On May 1, 2018, the Committee proposed that the following amendments be made to Bill S-228:
- Reduce the age of restriction to "under 13" (from "under 17"), in accordance with the first iteration of the Bill and consistent with Quebec's Consumer Protection Act; and
- Require that Parliament review the legislation within five years of its entry into force to determine whether there is a need to increase the age of restriction to "under 17", as persons 13-17 years of age are vulnerable to marketing strategies as well.
While the reduced age of restriction has been lauded as a victory for some, the amendments are not as comprehensive as many would like. In fact, one of the biggest sticking points for industry, the issue of sports sponsorships (e.g. Timbit hockey), was not addressed. Under the current version of the Bill, these types of activities could be prohibited, depending on how the regulations define "unhealthy food" and what the regulations set out as the factors to be considered in determining whether an unhealthy food is advertised in a manner that is primarily directed at children.

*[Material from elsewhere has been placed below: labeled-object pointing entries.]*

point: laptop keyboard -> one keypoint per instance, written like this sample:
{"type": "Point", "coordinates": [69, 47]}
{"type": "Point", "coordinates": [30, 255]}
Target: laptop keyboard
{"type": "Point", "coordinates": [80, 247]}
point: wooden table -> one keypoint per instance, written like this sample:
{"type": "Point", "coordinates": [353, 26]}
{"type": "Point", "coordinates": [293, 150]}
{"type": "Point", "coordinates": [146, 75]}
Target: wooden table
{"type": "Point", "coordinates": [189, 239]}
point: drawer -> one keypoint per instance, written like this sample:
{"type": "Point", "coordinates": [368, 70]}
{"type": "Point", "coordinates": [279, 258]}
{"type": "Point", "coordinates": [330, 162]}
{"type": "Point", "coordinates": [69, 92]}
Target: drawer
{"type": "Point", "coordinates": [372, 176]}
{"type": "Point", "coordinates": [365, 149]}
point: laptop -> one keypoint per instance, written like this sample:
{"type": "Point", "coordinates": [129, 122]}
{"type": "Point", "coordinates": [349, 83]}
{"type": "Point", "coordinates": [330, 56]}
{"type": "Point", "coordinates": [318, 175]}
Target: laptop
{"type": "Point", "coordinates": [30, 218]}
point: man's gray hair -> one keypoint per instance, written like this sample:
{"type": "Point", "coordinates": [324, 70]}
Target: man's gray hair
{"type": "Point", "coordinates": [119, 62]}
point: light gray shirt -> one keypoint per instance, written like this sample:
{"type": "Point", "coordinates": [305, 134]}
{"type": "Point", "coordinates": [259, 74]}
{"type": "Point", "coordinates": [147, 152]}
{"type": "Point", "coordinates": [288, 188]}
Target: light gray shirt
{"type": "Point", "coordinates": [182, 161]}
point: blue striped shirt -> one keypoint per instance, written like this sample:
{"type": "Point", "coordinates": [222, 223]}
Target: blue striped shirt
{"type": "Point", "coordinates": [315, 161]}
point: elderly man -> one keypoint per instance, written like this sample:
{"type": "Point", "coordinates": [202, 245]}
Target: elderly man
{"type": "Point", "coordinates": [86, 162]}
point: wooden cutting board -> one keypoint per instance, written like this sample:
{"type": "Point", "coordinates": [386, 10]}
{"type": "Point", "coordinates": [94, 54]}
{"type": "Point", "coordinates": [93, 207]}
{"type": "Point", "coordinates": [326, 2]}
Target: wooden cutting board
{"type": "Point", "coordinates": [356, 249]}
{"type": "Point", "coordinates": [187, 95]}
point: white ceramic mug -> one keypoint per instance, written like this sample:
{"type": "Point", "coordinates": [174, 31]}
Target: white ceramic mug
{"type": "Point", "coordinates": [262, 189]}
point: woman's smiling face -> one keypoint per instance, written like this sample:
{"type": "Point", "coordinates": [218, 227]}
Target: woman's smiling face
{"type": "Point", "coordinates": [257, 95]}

Health Canada is responsible for the regulations, and after consultation on its proposed approach last summer, Health Canada published a Consultation Report: Restricting Marketing of Unhealthy Food and Beverages to Children in Canada on December 8, 2017. In this Report, Health Canada indicated that a number of stakeholders advocated for the exemption of sponsorship of sporting events/sports activities, fundraising and charity partnerships, from the marketing restrictions. We will have to wait and see whether this feedback is reflected in the regulations.
The Government of Canada is still aiming for Bill S-228 to receive Royal Assent by June 2018 with regulations to follow. As such, we encourage anyone affected by the Bill to monitor this issue closely and voice any concerns.